You dont see Lewis Hamilton with an armrest in his McLaren! :wink: and think of all of that extra weight added, which Audi tried spo hard to lose


----------



## QSOGGS (Nov 28, 2008)

Thanks for all the comments,

Yes the mats are from Autostyle - good product and service from them. Was really pleased when they mentioned they already had a QS logo on file!

Armrest - one of the best items I have added to the car! Even at the expense of 1.2kg 

It is a Blue flame system and think it is indeed a V6 rear silencer arrangment, modified to fit onto the 1.8T front centre section (I think the V6 and turbo pipes are slightly different diameter - maybe wrong tho?). At the time, it was the only system available to fit the QS (over 2 years ago now) but have been very pleased with it. It makes a great sound without actually increasing the volume level of the exhaust (have recently looked at the Miltek alternative and the silencer on that seems very small which could make it sound a loud, but not necessarily 'better'). Have never considered painting the tips black however (as per original look) - imagine it is hard to achieve a durable finish without an anodised coating or something?
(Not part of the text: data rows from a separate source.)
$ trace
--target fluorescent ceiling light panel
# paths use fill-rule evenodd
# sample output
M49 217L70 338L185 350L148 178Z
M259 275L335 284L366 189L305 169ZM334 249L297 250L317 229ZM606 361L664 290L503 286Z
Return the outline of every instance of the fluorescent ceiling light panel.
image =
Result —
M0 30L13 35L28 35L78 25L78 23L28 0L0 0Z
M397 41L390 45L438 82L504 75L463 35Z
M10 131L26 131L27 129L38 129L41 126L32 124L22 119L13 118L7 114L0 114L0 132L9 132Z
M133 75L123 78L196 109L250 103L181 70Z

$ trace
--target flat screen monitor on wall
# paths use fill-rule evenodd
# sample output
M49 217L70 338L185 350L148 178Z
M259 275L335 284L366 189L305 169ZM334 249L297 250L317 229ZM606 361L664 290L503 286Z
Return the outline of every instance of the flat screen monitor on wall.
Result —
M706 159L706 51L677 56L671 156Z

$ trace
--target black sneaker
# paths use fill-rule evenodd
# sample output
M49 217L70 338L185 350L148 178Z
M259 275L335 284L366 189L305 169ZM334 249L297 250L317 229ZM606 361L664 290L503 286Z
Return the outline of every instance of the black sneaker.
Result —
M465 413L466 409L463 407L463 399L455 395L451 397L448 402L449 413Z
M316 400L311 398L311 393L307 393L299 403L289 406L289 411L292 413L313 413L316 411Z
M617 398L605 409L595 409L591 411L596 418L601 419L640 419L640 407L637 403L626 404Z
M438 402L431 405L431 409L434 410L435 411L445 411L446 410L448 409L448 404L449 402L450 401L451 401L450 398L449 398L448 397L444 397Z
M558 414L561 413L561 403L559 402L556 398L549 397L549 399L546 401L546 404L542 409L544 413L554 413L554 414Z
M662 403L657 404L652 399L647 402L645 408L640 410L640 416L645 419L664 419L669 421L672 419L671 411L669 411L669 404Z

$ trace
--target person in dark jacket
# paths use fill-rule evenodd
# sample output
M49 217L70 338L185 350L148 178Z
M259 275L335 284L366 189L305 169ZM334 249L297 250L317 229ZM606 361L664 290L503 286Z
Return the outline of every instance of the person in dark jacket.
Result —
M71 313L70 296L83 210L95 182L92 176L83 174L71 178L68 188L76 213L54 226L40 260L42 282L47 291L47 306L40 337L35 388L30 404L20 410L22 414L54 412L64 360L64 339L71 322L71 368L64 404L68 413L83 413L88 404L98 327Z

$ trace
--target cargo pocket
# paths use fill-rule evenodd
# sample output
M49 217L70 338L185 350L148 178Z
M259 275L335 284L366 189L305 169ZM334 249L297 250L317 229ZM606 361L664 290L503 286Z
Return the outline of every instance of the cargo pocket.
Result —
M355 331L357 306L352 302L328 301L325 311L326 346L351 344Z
How did you do it MighTyTee?

Cheers


----------



## mighTy Tee (Jul 10, 2002)

BBQ Paint.... it does need touching up every few months though.


----------



## sean.ui (Nov 18, 2006)

QSOGGS said:


> Thanks for all the comments,
> 
> Yes the mats are from Autostyle - good product and service from them. Was really pleased when they mentioned they already had a QS logo on file!
> 
> ...


Car looks really nice - stance is spot on. Love the exhaust - is it a resonated version?

Edit: Is there a resonanted version of blueflame :?


----------



## QSOGGS (Nov 28, 2008)

Cheers sean.ui,

Yes it is a resonated version ie. it has a silencer in the centre section.

I think most Blue Flames come this way but it is possible to get an unsilenced centre section (all you need is a straight through pipe) if you really wanted. I spoke to a guy who designs and fabricates bespoke exhausts in the BF factory about it and he recommended not to go with an un resonated version but instead put the money into a sports cat (and a down pipe of poss) if you really want to improve the sound of the exhaust.

cheers


----------